Finance Minister Arun Jaitley put it straight, the government’s agenda for the next financial year to “Transform India” with nine distinct pillars. They include agriculture and farmers’ welfare with the focus on “doubling farmers’ income in five years”, creating rural employment and infrastructure, and covering all under welfare and social services, making India a knowledge-based and productive society with the focus on education, skills, and job creation. A massive sum of Rs. 2.97 lakh crore will be given as “Grant in Aid” to gram panchayats and municipalities, recording a quantum jump of 228 percent compared to the previous five-year period. Similarly, the nine-point thrust for the government’s tax proposals includes relief to small taxpayers; measures for moving towards a pensioned society;  promoting affordable housing for the poor; and additional resource mobilisation for agriculture, rural economy, and clean environment. A modest 0.5 percent “Krishi Kalyan Cess” on all taxable services has been proposed in the Budget, the “proceeds of which would be exclusively used for financing initiatives relating to improvement of agriculture and welfare of farmers.” Similarly, the brunt for resource mobilisation to support agriculture, rural economy, and environment will be borne by tax on fat dividend and income earners.
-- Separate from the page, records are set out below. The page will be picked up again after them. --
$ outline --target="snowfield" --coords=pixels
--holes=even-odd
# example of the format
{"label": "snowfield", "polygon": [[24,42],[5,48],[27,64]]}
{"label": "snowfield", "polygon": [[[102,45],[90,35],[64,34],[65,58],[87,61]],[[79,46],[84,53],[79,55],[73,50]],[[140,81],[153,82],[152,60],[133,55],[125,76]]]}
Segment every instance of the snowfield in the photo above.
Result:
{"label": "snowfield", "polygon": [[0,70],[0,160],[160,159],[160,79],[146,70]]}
With domestic investment down, the Budget relies more on SMEs and foreign direct investment to “make in India” and grow the economy. A host of incentives, including majority control by foreign investors, fresh impetus to foreign portfolio investors (FPI), higher FPI participation (up to 49 percent) in listed central public sector undertakings’ equity and according “residency status” to foreign investors will be provided to foreign investors to pep up both industrial investment and stock market. The Budget depends heavily on FDI for growth in both the manufacturing and services sectors.  For the domestic industry, it may appear to be a dull Budget. Industry expected a lot from the Budget by way of duty reduction and large government and public sector investment in infrastructure. Several domestic industries are reeling under high tax regime and constant threat from cheap imports. They may have to deal with these adversities for some more time.

For all said and done, it is a good budget for rural Indians, the poor and senior citizens, who have long been used to high sounding words from the country’s finance ministers. However, much of its success may ultimately depend on the election results in the five states by the middle of this year. It is a high stakes Budget for the Prime Minister and his party. BJP’s political opposition is, naturally, upset, if not concerned. CPI’s Rajya Sabha leader D. Raja’s comment on the Budget appears to be most crisp as he found “outside budget, they (BJP) promised a lot to the corporate sector. Not evident now. Nothing spectacular in the budget.” A highly pro-industry budget is what BJP’s political opposition banked on to corner the government. It was as much frustrated as the industry and stock market. The latter seems to have guessed it well. The market was down in both pre and post-budget sessions. 

(The author is a senior commentator on economic affairs. Views expressed are strictly personal.)